Elasticsearch filter the maximum value document

3.7k Views Asked by At

I trying to get the maximum value of document from the same name records. Forexample, I have 3 users, 2 of them have same name but different followers count, I wanted to return only 1 document from the 2 same with same name based on the maximum of followers_count.

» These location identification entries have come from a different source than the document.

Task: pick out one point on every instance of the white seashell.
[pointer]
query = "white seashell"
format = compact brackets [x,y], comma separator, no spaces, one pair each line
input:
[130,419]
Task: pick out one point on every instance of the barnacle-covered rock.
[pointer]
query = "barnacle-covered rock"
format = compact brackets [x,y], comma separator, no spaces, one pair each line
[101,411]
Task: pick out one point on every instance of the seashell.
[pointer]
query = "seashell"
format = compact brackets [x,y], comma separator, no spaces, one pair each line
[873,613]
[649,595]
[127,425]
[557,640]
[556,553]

{ id: 1, name: "John Greenwood", follower_count: 100 }
{ id: 2, name: "John Greenwood", follower_count: 200 }
{ id: 3, name: "John Underwood", follower_count: 300 }

So the result would be,

{ id: 2, name: "John Greenwood", follower_count: 200 }
{ id: 3, name: "John Underwood", follower_count: 300 }

From 2 same names, the one with the maximum followers wins and other single one will also come.

I have mapping as follow,

"users-development" : {
    "mappings" : {
      "user" : {
        "dynamic" : "false",
        "properties" : {
          "follower_count" : {
            "type" : "integer"
          },
          "name" : {
            "type" : "string",
            "fields" : {
              "exact" : {
                "type" : "string",
                "index" : "not_analyzed"
              }
            }
          },
        }
      }
    }

This is where I have been stucked from long,

         {
            query: {
              filtered: {
                filter: {
                  bool: {
                    must: [
                      { terms: { "name.exact": [ "John Greenwood", "John Underwood" ] } },
                    ]
                  }
                }
              }
            },

            aggs: {
              max_follower_count: { max: { field: 'follower_count' } }
            },

            size: 1000,
          }

Any suggestions please

2

There are 2 best solutions below

2
On

Your question have a special tool in the elastic stack as a hammer for a head kkk. Are Aggregations, See the examples: First of all in your case you will need aggregate by full name including spaces, your name field need to be not_analyzed like this

`PUT /index
{
  "mappings": {
    "users" : {
      "properties" : {
        "name" : {
          "type" :    "string",
          "index": "not_analyzed"
        }
      }
    }
  }
}`

Now your query will be like this one:

`POST /index/users/_search
{
   "aggs": {
      "users": {
         "terms": {
            "field": "name"
         },
         "aggs": {
            "followers": {
               "max": {
                  "field": "follower_count"
               }
            }
         }
      }
   }
}`

I just aggregated by name and used a max metric to get the higgest follower count.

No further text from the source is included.